Nulle part la répercussion de 1848 ne fut aussi grande qu’en Russie. Incapables de faire chez eux la moindre petite révolution, les Russes sont avides d’échos de barricades et de bouleversements politiques… lorsqu’ils leur arrivent du dehors. Tourguéniev, ne sachant pas à quoi faire aboutir le héros de son célèbre roman Dimitri Roudine, l’envoie se faire tuer sur une barricade… à Paris. Notez que Roudine est Russe par éducation, par tempérament, par la tournure de son esprit, par l’abondance de sa parole et par son incapacité absolue d’agir… en Russie. Il va donc se faire tuer à Paris. Et le lecteur russe trouve cela logique et naturel.

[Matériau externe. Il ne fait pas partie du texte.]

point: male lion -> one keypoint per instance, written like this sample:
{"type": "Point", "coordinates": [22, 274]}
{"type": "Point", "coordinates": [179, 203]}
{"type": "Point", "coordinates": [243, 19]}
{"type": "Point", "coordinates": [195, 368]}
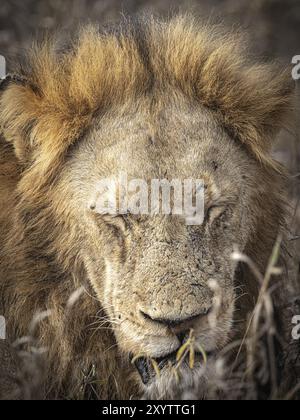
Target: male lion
{"type": "Point", "coordinates": [152, 99]}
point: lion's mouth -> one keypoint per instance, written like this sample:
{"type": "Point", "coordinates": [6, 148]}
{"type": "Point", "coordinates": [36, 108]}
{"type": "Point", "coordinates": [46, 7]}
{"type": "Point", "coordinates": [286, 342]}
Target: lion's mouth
{"type": "Point", "coordinates": [146, 366]}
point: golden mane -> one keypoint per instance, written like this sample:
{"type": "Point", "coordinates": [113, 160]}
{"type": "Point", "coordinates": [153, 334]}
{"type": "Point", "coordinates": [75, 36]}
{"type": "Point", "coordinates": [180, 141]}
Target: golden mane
{"type": "Point", "coordinates": [58, 94]}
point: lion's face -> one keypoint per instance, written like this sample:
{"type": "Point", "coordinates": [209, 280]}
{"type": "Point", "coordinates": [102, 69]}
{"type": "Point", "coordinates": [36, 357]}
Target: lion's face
{"type": "Point", "coordinates": [157, 277]}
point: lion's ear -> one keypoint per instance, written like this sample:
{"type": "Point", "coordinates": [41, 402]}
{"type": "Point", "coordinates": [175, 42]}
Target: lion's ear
{"type": "Point", "coordinates": [18, 106]}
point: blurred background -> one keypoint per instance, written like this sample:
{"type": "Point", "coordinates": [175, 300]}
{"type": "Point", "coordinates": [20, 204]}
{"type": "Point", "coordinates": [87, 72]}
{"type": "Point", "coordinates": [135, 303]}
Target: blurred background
{"type": "Point", "coordinates": [273, 27]}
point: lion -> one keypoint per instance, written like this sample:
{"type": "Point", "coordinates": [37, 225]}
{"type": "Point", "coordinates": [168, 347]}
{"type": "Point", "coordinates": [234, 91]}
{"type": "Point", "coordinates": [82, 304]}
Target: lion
{"type": "Point", "coordinates": [123, 296]}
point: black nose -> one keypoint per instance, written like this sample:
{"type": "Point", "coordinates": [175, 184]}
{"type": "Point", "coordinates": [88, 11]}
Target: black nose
{"type": "Point", "coordinates": [176, 323]}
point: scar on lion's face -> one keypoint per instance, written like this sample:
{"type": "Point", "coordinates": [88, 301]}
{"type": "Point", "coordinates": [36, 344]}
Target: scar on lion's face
{"type": "Point", "coordinates": [171, 100]}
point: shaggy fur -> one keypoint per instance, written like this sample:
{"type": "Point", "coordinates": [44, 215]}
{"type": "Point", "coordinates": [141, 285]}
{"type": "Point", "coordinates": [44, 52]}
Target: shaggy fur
{"type": "Point", "coordinates": [45, 111]}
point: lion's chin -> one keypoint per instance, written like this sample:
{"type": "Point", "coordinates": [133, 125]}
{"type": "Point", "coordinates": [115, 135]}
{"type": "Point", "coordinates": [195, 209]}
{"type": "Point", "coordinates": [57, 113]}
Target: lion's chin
{"type": "Point", "coordinates": [182, 383]}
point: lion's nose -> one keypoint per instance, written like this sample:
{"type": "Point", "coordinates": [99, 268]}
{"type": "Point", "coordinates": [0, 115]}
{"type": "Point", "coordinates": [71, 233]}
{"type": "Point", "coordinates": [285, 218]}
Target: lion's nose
{"type": "Point", "coordinates": [177, 323]}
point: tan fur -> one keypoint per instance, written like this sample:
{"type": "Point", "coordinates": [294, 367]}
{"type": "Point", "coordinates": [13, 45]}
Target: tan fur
{"type": "Point", "coordinates": [155, 74]}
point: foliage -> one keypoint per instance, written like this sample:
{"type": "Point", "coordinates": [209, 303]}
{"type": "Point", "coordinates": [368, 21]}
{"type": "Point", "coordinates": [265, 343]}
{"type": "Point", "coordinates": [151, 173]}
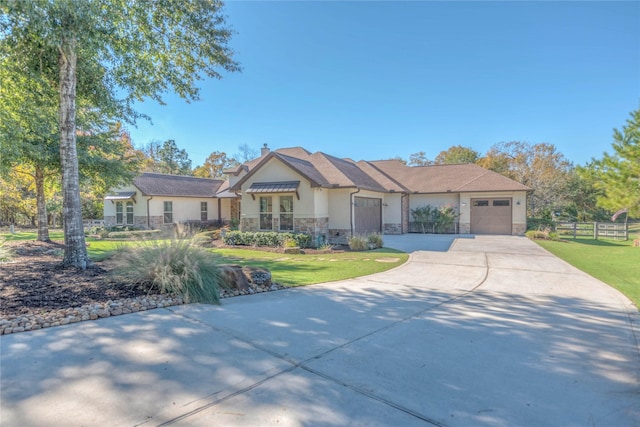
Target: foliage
{"type": "Point", "coordinates": [358, 243]}
{"type": "Point", "coordinates": [541, 234]}
{"type": "Point", "coordinates": [166, 158]}
{"type": "Point", "coordinates": [6, 254]}
{"type": "Point", "coordinates": [375, 241]}
{"type": "Point", "coordinates": [439, 218]}
{"type": "Point", "coordinates": [265, 238]}
{"type": "Point", "coordinates": [539, 222]}
{"type": "Point", "coordinates": [246, 153]}
{"type": "Point", "coordinates": [215, 165]}
{"type": "Point", "coordinates": [135, 234]}
{"type": "Point", "coordinates": [171, 266]}
{"type": "Point", "coordinates": [617, 175]}
{"type": "Point", "coordinates": [615, 263]}
{"type": "Point", "coordinates": [539, 166]}
{"type": "Point", "coordinates": [419, 159]}
{"type": "Point", "coordinates": [457, 154]}
{"type": "Point", "coordinates": [124, 52]}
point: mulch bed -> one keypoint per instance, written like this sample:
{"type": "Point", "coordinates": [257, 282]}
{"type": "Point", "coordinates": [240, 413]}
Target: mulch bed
{"type": "Point", "coordinates": [34, 281]}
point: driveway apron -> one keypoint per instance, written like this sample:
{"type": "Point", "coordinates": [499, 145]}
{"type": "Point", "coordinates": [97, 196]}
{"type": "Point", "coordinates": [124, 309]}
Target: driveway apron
{"type": "Point", "coordinates": [472, 331]}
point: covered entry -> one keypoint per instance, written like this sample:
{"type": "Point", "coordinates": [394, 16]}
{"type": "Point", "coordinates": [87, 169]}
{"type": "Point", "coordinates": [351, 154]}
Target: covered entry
{"type": "Point", "coordinates": [368, 215]}
{"type": "Point", "coordinates": [491, 216]}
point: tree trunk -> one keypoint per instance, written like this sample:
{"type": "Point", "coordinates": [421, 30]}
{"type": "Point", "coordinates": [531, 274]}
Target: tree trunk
{"type": "Point", "coordinates": [43, 226]}
{"type": "Point", "coordinates": [75, 250]}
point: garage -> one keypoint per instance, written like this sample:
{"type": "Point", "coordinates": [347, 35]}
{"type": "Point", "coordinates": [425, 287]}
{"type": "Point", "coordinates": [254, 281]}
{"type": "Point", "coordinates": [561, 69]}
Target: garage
{"type": "Point", "coordinates": [491, 216]}
{"type": "Point", "coordinates": [368, 215]}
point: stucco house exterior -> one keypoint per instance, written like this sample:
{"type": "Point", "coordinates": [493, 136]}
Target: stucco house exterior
{"type": "Point", "coordinates": [155, 200]}
{"type": "Point", "coordinates": [292, 189]}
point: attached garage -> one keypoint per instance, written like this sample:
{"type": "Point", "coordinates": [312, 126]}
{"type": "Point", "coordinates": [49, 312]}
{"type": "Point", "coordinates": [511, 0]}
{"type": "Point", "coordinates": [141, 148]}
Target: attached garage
{"type": "Point", "coordinates": [367, 213]}
{"type": "Point", "coordinates": [491, 216]}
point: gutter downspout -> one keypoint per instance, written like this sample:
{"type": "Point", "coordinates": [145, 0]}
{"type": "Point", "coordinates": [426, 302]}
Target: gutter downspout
{"type": "Point", "coordinates": [351, 209]}
{"type": "Point", "coordinates": [148, 217]}
{"type": "Point", "coordinates": [405, 218]}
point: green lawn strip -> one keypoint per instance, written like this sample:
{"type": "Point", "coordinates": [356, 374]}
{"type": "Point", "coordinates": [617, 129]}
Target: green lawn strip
{"type": "Point", "coordinates": [616, 263]}
{"type": "Point", "coordinates": [307, 269]}
{"type": "Point", "coordinates": [30, 235]}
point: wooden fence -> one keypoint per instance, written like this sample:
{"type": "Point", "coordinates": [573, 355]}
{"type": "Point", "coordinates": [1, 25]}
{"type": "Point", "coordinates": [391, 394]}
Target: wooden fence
{"type": "Point", "coordinates": [596, 230]}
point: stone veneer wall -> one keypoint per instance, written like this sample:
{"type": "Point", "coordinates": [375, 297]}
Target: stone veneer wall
{"type": "Point", "coordinates": [235, 209]}
{"type": "Point", "coordinates": [313, 226]}
{"type": "Point", "coordinates": [109, 221]}
{"type": "Point", "coordinates": [392, 229]}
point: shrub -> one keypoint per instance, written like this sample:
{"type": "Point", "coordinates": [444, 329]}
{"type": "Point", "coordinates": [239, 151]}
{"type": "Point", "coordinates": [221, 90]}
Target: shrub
{"type": "Point", "coordinates": [265, 238]}
{"type": "Point", "coordinates": [375, 241]}
{"type": "Point", "coordinates": [171, 266]}
{"type": "Point", "coordinates": [6, 254]}
{"type": "Point", "coordinates": [358, 243]}
{"type": "Point", "coordinates": [134, 234]}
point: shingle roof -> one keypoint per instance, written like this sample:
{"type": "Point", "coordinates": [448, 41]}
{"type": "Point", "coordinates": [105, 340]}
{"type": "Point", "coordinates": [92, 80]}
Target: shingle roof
{"type": "Point", "coordinates": [323, 170]}
{"type": "Point", "coordinates": [447, 178]}
{"type": "Point", "coordinates": [157, 184]}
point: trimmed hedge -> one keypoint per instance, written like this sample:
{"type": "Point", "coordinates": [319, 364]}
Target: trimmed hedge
{"type": "Point", "coordinates": [134, 234]}
{"type": "Point", "coordinates": [265, 238]}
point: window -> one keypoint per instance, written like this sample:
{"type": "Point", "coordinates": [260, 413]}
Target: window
{"type": "Point", "coordinates": [129, 212]}
{"type": "Point", "coordinates": [119, 216]}
{"type": "Point", "coordinates": [286, 213]}
{"type": "Point", "coordinates": [266, 210]}
{"type": "Point", "coordinates": [204, 211]}
{"type": "Point", "coordinates": [168, 212]}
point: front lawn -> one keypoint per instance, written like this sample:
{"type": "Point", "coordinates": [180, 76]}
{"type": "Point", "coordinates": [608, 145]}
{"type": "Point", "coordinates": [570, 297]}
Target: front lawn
{"type": "Point", "coordinates": [297, 270]}
{"type": "Point", "coordinates": [616, 263]}
{"type": "Point", "coordinates": [288, 270]}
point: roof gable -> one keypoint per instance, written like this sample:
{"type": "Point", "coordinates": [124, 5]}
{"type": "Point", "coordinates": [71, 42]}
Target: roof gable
{"type": "Point", "coordinates": [157, 184]}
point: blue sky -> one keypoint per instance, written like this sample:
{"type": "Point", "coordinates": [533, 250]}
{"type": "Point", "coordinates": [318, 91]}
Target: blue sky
{"type": "Point", "coordinates": [375, 80]}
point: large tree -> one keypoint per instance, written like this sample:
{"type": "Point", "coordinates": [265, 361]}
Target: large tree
{"type": "Point", "coordinates": [215, 165]}
{"type": "Point", "coordinates": [539, 166]}
{"type": "Point", "coordinates": [457, 154]}
{"type": "Point", "coordinates": [617, 175]}
{"type": "Point", "coordinates": [144, 50]}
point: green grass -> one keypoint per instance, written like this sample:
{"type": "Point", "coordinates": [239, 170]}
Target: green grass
{"type": "Point", "coordinates": [615, 262]}
{"type": "Point", "coordinates": [297, 270]}
{"type": "Point", "coordinates": [31, 235]}
{"type": "Point", "coordinates": [289, 270]}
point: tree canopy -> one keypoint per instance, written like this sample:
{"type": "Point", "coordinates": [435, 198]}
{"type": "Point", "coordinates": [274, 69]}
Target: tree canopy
{"type": "Point", "coordinates": [124, 51]}
{"type": "Point", "coordinates": [617, 175]}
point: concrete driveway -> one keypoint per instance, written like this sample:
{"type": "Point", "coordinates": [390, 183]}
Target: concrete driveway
{"type": "Point", "coordinates": [479, 331]}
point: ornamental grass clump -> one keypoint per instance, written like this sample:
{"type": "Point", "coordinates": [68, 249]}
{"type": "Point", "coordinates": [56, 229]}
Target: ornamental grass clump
{"type": "Point", "coordinates": [172, 266]}
{"type": "Point", "coordinates": [6, 254]}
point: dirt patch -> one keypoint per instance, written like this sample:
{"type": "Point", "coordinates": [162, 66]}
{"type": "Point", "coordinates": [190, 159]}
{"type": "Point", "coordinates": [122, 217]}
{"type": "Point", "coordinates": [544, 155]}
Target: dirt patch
{"type": "Point", "coordinates": [34, 282]}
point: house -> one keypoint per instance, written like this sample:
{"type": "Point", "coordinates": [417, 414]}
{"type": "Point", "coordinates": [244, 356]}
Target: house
{"type": "Point", "coordinates": [292, 189]}
{"type": "Point", "coordinates": [157, 200]}
{"type": "Point", "coordinates": [330, 198]}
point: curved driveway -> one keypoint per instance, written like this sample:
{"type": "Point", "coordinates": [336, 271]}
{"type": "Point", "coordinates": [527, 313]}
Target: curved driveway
{"type": "Point", "coordinates": [473, 331]}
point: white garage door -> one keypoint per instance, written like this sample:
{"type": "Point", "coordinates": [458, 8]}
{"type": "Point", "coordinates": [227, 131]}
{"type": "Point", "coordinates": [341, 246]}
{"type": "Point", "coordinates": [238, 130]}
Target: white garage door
{"type": "Point", "coordinates": [491, 216]}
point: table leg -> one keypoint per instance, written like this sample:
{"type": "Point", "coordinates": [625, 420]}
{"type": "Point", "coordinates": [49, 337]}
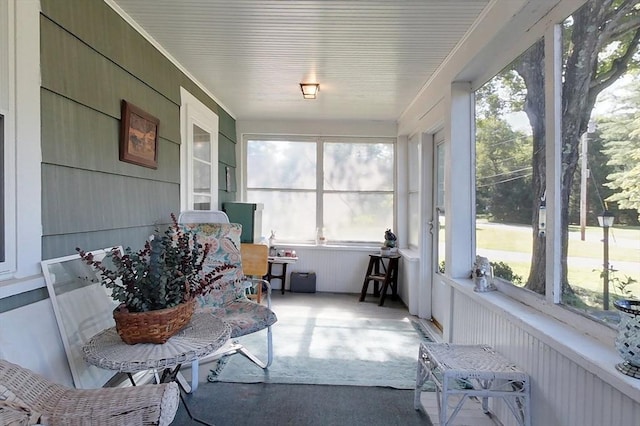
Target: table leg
{"type": "Point", "coordinates": [365, 284]}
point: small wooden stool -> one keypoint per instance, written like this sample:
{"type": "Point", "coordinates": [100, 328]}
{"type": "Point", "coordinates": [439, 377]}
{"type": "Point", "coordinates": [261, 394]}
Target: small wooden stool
{"type": "Point", "coordinates": [379, 273]}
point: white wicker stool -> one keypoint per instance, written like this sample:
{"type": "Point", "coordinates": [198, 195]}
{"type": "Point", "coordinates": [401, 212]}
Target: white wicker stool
{"type": "Point", "coordinates": [472, 370]}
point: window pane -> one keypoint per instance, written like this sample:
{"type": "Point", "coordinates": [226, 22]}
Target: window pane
{"type": "Point", "coordinates": [201, 144]}
{"type": "Point", "coordinates": [281, 164]}
{"type": "Point", "coordinates": [358, 166]}
{"type": "Point", "coordinates": [602, 264]}
{"type": "Point", "coordinates": [414, 219]}
{"type": "Point", "coordinates": [2, 218]}
{"type": "Point", "coordinates": [414, 197]}
{"type": "Point", "coordinates": [291, 215]}
{"type": "Point", "coordinates": [201, 202]}
{"type": "Point", "coordinates": [201, 176]}
{"type": "Point", "coordinates": [439, 230]}
{"type": "Point", "coordinates": [509, 148]}
{"type": "Point", "coordinates": [357, 216]}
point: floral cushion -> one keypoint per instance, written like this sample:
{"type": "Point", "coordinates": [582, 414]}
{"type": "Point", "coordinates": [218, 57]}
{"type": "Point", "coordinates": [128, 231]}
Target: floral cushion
{"type": "Point", "coordinates": [228, 300]}
{"type": "Point", "coordinates": [224, 242]}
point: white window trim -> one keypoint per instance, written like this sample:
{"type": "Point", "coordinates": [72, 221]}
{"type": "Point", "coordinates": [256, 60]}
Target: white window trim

C’est que les représentants des années soixante [1] sont, à coup sûr, des admirateurs de la grande Révolution, mais aussi des enfants intellectuels de la Révolution de 1848. Voici ce qu’écrit dans ses Mémoires le publiciste Saltykov, célèbre sous le pseudonyme de Tchedrine, — Paul-Louis Courrier russe, — presque inconnu en Europe : « Mes souvenirs de la France datent de 1840. Les noms de France et de Paris contenaient, non seulement pour

  1. Terme consacré en Russie : 1860. — Dimitri Roudine date de 1856.